Having eternal life as a promise from God also gives the Christian confidence in his prayer life. God will answer if Christians pray in accord with His will (compare Mar_11:15 ; Mar_11:24 ; Joh_14:14 ; Joh_15:7 ; Jam_4:3 ; 1Jn_3:22 ). Christians can be sure God will give them those things which are in their best interests ( Mat_7:7-11 ). They are so sure that God hears them that they can know He answers their prayers, even though the answer may not come in the way anticipated ( 1Jn_5:14-15 ).

Verses 16-21

"Sin Leading to Death"

John next wrote about a "sin leading to death." Several other passages in scripture appear to speak of that sin ( Heb_6:4-6 ; Heb_10:26-27 ; 2Pe_2:20-22 ; 1Ti_5:6 ). If all of these are describing the same sin, we conclude it involves a state of rebellion against God from which the sinner will not repent. Turner uses Lamech as an example of one committing such sin ( Gen_4:16-24 ). Woods notes God will forgive confessed sins (1:8) and concludes this is unconfessed sin, which would coincide with our thought on the rebellious nature of the sin unto death. Christians can pray for the brother who has a pliable heart and can still be moved to repent ( 1Jn_5:16 ; compare Gal_6:1-2 ).

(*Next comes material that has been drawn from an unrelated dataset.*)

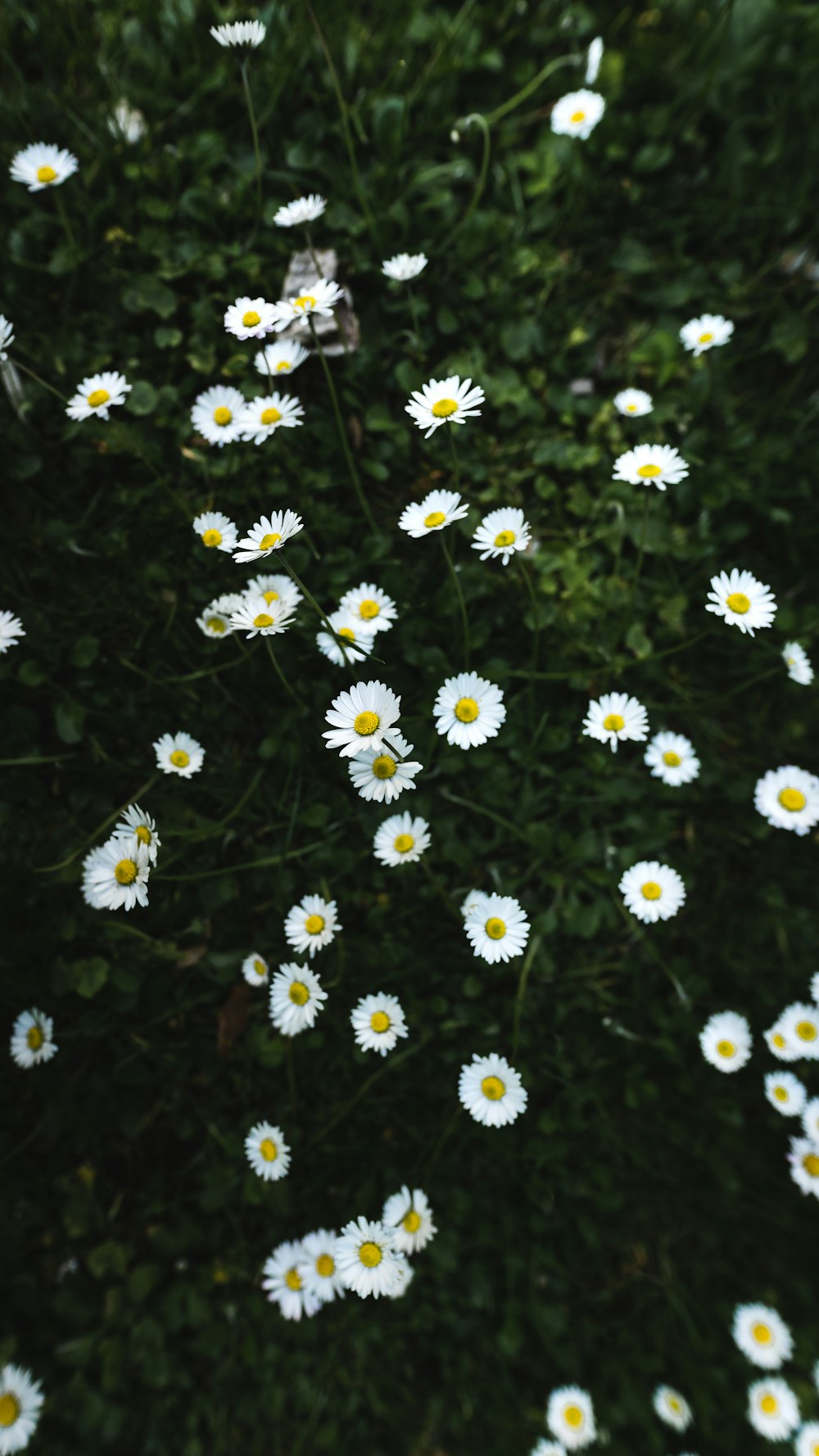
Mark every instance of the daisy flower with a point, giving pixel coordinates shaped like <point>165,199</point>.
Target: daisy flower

One might conclude that sin is natural, cannot be avoided, therefore will not hurt. Lest one reach that conclusion, John says all violations of God's commandments are sin. Such need not destroy the soul, if one is willing to confess and let the Advocate plead his case ( 1Jn_5:17 ; 1Jn_1:9-10 ; 1Jn_2:1 ). Christians will not continue in sin but will turn from their sins when confronted with them. As long as one stays on God's side, the devil will not be able to harm him ( Rom_8:31 ). Christians are God's children, while the worldly minded are children of the devil ( 1Jn_5:18-19 ).

Jesus came from God to help man understand things pertaining to eternal life. Anyone can know Jesus, and the Father through Him, and abide in Him in the church. So, Christians know the one God and have eternal life. Because of all John had said before, God's children should avoid false gods that eternal life might remain theirs ( 1Jn_5:20-21 ).